Workers at the VW plant in Chattanooga have voted against joining the United Auto Works Union 712-626 following three days of intense campaigning by those for and against the action, although they did say they would remain open to a “German-style woks council.”
"You had a lot of third-party organizations really campaigning hard against the union," stated Joseph Farelli, a lawyer with the New York firm of Pitta & Giblin LLP who represents labor unions. “Despite a tough push, the UAW underestimated strong cultural, anti-union sentiment in Tennessee and the hard campaigning that was going to be done by these outside entities, which included Governor Bill Haslam and Senator Bob Corker, both Republicans.”
In fact, Corker stated that a vote against the UAW would “guarantee that Volkswagen would assemble a new seven-passenger crossover vehicle in Chattanooga,” although he was contradicted by Frank Fischer, chairman and chief executive officer of Volkswagen Chattanooga, who told the workers that the vote would have no influence on where the new SUVs would be built. He also said that executives at Volkswagen had no objections to the Union’s attempt to organize workers at the plant which began production at the site of a former army ammunitions factory in 2011.

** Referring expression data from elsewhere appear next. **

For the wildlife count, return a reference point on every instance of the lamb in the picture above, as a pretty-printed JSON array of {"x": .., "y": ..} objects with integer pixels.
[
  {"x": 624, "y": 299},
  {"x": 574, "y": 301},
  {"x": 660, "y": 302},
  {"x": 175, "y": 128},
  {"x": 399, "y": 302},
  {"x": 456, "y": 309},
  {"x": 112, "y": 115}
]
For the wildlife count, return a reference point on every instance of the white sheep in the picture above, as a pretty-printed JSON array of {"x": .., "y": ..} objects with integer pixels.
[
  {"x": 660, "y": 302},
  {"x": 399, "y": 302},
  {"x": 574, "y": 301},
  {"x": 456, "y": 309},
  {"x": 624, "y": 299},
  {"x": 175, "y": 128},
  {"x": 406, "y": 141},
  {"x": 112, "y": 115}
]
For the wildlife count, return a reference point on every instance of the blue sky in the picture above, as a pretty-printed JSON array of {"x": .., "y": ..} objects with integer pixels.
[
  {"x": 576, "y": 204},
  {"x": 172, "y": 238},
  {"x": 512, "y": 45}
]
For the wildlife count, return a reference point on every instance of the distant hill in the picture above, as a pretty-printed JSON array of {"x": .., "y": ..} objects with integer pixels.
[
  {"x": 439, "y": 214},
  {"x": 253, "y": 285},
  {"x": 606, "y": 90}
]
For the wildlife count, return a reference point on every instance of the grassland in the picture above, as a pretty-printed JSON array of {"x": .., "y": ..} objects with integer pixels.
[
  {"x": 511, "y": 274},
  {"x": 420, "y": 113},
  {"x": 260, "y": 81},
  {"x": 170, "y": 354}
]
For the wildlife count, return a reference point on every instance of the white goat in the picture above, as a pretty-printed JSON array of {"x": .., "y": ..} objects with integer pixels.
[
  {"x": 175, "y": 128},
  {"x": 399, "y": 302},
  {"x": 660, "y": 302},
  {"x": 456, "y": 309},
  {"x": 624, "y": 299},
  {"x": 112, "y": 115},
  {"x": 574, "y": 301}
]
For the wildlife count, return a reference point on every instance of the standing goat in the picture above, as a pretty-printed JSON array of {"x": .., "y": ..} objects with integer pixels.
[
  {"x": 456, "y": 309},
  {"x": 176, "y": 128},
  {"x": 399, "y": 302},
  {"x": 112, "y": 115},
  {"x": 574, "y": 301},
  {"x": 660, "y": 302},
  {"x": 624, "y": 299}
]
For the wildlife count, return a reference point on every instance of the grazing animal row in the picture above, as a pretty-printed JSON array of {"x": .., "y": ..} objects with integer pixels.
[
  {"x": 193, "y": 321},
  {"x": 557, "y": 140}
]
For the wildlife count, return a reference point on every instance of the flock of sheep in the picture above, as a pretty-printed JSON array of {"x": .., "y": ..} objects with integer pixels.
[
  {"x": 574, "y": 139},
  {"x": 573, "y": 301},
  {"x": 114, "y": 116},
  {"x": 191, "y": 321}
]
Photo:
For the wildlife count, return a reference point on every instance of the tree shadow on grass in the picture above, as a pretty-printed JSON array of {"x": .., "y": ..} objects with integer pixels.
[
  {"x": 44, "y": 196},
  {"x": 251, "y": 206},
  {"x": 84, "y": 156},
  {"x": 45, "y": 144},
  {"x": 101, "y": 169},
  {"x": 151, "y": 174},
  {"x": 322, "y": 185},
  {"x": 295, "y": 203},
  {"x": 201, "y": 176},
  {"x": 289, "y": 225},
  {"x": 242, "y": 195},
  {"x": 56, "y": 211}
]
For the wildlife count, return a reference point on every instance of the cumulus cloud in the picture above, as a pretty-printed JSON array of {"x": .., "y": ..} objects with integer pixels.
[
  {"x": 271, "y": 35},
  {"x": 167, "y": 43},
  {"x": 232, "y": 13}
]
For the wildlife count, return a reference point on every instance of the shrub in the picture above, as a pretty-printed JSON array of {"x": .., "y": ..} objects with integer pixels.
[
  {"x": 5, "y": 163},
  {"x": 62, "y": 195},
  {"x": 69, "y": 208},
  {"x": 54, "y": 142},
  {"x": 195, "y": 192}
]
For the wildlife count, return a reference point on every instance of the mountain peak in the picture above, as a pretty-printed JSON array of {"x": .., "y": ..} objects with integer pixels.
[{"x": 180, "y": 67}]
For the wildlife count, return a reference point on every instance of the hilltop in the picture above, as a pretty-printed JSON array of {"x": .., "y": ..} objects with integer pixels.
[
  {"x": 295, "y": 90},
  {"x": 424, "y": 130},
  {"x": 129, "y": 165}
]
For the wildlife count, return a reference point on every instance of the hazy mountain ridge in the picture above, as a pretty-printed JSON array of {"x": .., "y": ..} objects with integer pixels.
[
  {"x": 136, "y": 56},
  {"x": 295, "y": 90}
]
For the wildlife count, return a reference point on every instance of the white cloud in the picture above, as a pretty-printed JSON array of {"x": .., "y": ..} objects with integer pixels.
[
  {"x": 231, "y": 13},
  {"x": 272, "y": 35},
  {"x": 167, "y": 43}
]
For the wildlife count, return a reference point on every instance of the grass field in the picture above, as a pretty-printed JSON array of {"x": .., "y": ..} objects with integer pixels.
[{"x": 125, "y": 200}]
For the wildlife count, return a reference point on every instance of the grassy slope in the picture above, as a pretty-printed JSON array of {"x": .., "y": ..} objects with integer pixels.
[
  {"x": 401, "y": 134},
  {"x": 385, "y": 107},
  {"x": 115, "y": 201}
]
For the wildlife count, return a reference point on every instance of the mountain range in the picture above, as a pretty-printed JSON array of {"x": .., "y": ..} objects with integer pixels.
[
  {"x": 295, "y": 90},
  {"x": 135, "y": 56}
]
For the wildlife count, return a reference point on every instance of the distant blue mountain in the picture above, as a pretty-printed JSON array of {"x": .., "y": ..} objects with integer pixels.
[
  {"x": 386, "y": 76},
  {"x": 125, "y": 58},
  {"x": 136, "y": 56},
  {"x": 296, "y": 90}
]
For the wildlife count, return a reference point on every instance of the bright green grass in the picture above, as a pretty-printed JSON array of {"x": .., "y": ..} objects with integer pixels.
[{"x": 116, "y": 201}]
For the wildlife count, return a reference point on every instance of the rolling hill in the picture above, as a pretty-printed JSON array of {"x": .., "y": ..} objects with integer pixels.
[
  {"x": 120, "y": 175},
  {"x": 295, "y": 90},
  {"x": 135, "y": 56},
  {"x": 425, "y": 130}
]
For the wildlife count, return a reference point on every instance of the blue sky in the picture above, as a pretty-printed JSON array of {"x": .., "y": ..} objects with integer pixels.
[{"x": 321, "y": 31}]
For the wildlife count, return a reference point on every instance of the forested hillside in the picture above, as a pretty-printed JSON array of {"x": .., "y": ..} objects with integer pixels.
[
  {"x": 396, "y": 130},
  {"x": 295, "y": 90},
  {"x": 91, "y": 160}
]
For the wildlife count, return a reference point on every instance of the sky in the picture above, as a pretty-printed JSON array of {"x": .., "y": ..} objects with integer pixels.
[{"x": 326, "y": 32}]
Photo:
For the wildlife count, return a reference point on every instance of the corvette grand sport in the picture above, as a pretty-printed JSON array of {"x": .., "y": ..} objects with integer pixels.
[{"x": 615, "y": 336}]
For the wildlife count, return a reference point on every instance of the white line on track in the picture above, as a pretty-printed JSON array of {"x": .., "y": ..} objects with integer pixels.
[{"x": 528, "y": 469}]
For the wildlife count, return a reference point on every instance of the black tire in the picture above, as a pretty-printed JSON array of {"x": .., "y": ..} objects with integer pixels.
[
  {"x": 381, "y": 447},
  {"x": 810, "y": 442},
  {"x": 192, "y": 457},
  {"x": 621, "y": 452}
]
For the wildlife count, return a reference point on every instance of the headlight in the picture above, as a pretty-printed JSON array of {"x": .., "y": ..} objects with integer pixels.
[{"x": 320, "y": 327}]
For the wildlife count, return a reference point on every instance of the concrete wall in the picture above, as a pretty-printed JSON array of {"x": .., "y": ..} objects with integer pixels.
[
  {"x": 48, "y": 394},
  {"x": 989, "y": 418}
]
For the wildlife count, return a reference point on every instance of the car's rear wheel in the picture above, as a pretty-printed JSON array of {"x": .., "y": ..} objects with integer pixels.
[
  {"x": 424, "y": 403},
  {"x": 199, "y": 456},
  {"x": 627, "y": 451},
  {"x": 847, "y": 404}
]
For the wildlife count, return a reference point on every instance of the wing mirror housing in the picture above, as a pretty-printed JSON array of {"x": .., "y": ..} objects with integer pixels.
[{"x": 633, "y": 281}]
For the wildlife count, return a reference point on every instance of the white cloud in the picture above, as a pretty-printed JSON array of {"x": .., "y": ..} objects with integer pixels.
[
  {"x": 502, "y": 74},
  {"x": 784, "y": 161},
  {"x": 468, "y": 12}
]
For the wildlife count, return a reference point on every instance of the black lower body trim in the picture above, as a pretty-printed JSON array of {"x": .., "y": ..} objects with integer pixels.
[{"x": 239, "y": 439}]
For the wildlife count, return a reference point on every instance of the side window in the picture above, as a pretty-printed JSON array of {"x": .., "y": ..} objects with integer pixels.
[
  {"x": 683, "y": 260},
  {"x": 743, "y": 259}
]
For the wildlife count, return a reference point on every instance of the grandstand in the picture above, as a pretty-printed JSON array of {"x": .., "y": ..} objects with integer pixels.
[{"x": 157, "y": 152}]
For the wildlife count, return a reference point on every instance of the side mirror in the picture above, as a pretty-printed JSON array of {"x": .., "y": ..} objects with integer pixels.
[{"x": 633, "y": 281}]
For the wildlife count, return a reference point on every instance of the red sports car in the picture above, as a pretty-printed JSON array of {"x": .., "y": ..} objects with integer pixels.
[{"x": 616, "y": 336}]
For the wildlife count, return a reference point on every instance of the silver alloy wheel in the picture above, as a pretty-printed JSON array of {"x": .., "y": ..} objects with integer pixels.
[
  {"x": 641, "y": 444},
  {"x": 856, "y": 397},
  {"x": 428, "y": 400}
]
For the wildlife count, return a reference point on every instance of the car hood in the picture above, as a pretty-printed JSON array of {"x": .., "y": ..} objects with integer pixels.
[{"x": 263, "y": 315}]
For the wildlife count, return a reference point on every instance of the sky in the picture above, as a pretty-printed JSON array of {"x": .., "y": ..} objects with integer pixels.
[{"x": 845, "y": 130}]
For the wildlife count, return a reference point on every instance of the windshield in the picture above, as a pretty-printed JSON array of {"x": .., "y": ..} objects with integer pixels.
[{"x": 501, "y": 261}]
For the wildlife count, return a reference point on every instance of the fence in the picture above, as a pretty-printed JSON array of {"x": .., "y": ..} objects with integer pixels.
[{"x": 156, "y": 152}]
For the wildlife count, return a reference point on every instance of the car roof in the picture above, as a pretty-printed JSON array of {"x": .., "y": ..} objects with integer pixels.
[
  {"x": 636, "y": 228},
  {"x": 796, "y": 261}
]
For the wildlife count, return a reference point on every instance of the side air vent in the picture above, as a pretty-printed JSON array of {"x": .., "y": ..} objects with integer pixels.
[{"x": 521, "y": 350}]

A number of those opposed to joining the union also cited that they were “suspicious” over the fact that all the auto plants that closed in the north were all aligned with the UAW, and that any possible deal between VW and the UAW could have resulted in “cost containment agreements” that would have cut their salaries.
While the Union looks to recoup from their loss as it looks to sign up workers at a Daimler AG factory in Vance, Al as well as other foreign automakers who have come to the southern US, the Bureau of Labor Statics reported that . The total of U.S. workers who are union members fell to 11.3% in 2013, and now stands at less than 400,000 nationwide (75% less than in 1979).